Pero Primo Levi no sólo ha narrado con lucidez lo que aconteció en ese pequeño pueblo polaco en donde murieron exterminadas más de un millón y medio de personas. También, y esto es lo que le convierte en protagonista y relator fundamental del suceso, advirtió que olvidar era muy peligroso. Primo Levi no nos ha dejado olvidar porque si olvidamos, nos dijo, podría volver a suceder.
Para los que hemos crecido con la memoria del Holocausto acechando en cada esquina de nuestras vidas, el modesto químico italiano es parte fundamental de nuestra conciencia, de nuestra formación intelectual y de nuestra forma de ver el mundo. Fue difícil, al menos en mi caso, combinar durante la adolescencia Si esto es un hombre con Astérix y Obélix; más difícil es, ya en la madurez, tener retos e inquietudes y evitar todo contacto con el Holocausto y con su inmensa e intergeneracional sombra.

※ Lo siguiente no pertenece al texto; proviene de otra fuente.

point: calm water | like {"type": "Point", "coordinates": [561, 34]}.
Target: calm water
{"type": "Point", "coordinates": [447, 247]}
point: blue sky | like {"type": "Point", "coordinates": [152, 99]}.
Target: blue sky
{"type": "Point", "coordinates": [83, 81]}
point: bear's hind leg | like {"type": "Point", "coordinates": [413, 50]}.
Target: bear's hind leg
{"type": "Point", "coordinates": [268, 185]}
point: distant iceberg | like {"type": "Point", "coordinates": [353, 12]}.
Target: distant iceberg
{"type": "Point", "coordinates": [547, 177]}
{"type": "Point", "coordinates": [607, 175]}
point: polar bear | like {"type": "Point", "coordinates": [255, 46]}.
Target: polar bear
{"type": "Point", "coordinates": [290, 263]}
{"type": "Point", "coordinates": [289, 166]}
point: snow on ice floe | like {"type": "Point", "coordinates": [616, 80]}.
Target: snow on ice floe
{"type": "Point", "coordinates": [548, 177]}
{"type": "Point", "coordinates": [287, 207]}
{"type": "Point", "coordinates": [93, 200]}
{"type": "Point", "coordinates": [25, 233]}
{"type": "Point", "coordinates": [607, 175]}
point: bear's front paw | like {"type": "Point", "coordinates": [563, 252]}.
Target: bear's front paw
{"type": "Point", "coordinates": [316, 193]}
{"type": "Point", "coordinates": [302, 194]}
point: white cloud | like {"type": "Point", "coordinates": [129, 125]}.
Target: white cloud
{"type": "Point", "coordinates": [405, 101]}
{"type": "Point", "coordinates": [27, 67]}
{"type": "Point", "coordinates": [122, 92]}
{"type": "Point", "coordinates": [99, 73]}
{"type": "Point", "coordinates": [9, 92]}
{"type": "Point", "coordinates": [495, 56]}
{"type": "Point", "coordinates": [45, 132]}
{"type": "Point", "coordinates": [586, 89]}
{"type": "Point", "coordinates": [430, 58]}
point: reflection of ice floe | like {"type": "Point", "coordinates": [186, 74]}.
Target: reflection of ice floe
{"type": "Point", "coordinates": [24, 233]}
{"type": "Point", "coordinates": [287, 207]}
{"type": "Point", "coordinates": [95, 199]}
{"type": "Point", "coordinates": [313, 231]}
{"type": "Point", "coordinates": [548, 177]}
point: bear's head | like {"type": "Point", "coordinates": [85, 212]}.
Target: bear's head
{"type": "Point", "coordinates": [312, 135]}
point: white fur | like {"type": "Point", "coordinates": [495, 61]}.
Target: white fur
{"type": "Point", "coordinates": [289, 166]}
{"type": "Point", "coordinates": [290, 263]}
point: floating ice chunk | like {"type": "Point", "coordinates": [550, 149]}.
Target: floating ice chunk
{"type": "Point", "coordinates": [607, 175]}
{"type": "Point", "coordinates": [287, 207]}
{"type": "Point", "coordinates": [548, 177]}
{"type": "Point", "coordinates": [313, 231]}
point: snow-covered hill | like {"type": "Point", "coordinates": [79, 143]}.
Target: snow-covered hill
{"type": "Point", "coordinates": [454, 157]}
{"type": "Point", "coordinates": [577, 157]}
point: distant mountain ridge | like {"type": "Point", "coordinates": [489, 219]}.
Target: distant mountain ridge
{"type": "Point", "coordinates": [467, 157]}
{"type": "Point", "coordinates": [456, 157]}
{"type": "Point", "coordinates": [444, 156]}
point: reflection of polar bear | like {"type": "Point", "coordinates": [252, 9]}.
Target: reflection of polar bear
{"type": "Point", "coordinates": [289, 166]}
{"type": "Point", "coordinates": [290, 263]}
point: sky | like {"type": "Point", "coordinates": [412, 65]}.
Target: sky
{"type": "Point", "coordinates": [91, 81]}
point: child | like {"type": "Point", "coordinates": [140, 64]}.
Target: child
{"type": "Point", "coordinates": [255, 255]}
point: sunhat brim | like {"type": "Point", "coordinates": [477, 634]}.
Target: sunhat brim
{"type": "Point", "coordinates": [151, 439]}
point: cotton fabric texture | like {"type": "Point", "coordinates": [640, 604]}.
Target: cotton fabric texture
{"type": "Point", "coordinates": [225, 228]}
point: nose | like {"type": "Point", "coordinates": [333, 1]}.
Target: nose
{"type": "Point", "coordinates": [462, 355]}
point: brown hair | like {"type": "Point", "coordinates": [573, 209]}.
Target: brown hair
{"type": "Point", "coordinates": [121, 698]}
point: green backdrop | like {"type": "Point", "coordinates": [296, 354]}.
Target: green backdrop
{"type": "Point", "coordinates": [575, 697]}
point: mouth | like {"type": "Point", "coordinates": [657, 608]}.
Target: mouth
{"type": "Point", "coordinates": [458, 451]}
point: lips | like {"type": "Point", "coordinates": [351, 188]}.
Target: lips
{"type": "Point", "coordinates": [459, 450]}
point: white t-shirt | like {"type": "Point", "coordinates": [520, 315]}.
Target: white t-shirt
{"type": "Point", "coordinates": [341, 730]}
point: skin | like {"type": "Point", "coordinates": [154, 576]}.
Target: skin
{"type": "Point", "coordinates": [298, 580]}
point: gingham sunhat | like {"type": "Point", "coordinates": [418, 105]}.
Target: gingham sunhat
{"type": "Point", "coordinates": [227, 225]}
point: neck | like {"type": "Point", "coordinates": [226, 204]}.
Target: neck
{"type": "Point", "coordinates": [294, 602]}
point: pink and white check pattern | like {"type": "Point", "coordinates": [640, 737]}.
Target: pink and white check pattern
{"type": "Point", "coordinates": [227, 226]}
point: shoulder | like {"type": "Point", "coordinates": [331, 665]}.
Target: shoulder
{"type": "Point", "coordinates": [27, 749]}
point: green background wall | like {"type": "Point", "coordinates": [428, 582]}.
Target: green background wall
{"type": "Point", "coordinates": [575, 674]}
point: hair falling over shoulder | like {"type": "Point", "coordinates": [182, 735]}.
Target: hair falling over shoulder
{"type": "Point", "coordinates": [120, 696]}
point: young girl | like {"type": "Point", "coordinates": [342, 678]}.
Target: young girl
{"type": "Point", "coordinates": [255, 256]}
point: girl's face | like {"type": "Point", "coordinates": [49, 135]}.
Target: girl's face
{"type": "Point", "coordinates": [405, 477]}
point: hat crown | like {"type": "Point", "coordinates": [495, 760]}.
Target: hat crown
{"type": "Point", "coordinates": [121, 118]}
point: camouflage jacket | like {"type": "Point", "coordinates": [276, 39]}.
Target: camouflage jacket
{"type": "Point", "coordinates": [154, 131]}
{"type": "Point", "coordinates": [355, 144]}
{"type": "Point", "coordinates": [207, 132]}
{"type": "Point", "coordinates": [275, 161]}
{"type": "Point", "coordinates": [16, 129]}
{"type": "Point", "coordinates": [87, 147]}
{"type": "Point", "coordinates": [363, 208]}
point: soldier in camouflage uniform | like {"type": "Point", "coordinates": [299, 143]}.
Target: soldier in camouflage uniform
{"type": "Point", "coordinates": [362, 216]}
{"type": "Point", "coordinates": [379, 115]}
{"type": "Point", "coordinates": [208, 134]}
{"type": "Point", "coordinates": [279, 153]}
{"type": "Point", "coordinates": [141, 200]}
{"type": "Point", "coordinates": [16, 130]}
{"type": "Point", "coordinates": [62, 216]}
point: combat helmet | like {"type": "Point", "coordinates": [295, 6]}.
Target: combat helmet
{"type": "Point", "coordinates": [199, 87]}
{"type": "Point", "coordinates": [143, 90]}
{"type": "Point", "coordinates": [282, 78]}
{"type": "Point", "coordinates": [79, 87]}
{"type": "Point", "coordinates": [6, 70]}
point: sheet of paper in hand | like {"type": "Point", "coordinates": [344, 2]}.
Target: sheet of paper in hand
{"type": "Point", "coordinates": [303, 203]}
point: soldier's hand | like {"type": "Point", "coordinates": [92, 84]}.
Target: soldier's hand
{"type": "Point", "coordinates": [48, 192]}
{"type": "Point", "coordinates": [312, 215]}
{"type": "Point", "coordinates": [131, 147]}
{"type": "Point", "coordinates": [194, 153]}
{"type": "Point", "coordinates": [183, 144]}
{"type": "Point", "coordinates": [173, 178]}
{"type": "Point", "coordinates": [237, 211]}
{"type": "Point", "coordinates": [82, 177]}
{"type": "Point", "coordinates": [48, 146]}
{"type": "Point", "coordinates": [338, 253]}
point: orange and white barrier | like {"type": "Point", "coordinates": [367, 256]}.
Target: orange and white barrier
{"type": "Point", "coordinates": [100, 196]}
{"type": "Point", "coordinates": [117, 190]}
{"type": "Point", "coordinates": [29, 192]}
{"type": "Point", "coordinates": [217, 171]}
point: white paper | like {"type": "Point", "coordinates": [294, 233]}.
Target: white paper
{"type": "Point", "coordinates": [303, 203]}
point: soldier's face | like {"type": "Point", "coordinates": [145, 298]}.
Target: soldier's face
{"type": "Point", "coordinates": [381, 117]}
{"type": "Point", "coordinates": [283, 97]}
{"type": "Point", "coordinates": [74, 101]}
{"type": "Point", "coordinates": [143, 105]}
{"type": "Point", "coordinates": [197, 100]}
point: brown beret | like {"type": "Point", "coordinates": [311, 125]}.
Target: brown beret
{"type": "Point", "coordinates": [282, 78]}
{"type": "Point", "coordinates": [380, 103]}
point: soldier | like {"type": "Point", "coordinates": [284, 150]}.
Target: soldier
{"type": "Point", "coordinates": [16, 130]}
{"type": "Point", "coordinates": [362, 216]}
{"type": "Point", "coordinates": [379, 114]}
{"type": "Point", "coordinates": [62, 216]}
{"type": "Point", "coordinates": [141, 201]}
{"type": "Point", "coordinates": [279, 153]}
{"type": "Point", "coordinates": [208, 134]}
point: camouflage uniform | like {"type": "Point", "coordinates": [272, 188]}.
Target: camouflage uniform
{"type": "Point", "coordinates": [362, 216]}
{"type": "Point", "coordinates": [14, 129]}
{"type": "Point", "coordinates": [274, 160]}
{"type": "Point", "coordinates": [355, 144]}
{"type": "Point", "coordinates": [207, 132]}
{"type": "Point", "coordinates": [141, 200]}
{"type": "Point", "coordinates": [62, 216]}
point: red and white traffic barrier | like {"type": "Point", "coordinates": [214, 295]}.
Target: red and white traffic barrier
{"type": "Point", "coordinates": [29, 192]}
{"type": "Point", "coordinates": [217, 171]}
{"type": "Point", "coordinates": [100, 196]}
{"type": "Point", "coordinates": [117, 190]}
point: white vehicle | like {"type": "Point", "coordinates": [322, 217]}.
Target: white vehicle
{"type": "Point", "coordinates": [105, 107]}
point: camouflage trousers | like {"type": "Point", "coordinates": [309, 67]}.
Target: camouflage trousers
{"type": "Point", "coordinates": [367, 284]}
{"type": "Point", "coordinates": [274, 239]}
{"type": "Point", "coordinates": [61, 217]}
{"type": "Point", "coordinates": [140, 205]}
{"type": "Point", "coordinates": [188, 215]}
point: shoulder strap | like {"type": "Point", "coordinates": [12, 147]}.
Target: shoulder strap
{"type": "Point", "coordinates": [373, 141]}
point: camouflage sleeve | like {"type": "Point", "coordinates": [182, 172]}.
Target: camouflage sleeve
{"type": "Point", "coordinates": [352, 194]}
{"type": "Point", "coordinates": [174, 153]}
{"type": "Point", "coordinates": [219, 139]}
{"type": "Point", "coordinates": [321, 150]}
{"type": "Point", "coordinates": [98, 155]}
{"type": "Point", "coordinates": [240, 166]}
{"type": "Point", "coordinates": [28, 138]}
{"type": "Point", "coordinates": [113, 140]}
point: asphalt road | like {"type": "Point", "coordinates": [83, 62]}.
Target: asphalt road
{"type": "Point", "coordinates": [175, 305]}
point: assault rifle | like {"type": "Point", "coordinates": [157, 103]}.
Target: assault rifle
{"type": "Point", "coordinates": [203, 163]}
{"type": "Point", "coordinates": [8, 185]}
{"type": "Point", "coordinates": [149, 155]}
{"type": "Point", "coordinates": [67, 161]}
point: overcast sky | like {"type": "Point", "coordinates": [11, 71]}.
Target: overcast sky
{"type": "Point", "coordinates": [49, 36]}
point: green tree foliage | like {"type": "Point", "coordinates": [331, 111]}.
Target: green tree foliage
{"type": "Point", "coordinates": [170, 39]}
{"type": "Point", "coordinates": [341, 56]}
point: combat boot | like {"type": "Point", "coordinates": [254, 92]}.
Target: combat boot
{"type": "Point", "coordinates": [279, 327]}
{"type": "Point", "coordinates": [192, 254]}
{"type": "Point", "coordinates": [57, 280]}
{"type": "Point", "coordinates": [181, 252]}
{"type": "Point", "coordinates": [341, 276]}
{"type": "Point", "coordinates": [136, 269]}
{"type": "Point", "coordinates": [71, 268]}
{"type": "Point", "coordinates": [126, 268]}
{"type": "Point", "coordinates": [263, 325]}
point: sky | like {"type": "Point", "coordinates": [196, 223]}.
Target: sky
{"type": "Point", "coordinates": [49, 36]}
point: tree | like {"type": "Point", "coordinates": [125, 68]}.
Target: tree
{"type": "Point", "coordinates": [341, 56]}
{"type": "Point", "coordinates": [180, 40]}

He intentado apartar la mirada muchas veces de todos esos cientos, miles de fotos, de prisioneros famélicos y de muertos apilados como si fueran escombros; he pretendido ocultar en mi memoria los experimentos científicos, las cámaras de gas, los hornos; he querido, simplemente, salir corriendo y borrar de mi cabeza los campos de concentración que pude visitar. Pero una mano invisible, la de Primo Levi, me ha servido siempre para caminar por las tinieblas y comprender que es imposible olvidarlas.
Aunque intente olvidar, pasar página, o simplemente aligerar equipaje, siempre está -y estará- ahí Primo Levi, en mi biblioteca, en un puesto privilegiado. Y siempre estará allí para explicarnos qué fue lo que pasó y para advertirnos de que no podemos olvidarnos. De hacerlo, podríamos ser las próximas víctimas o los próximos verdugos.
Elías Cohen, abogado y analista político.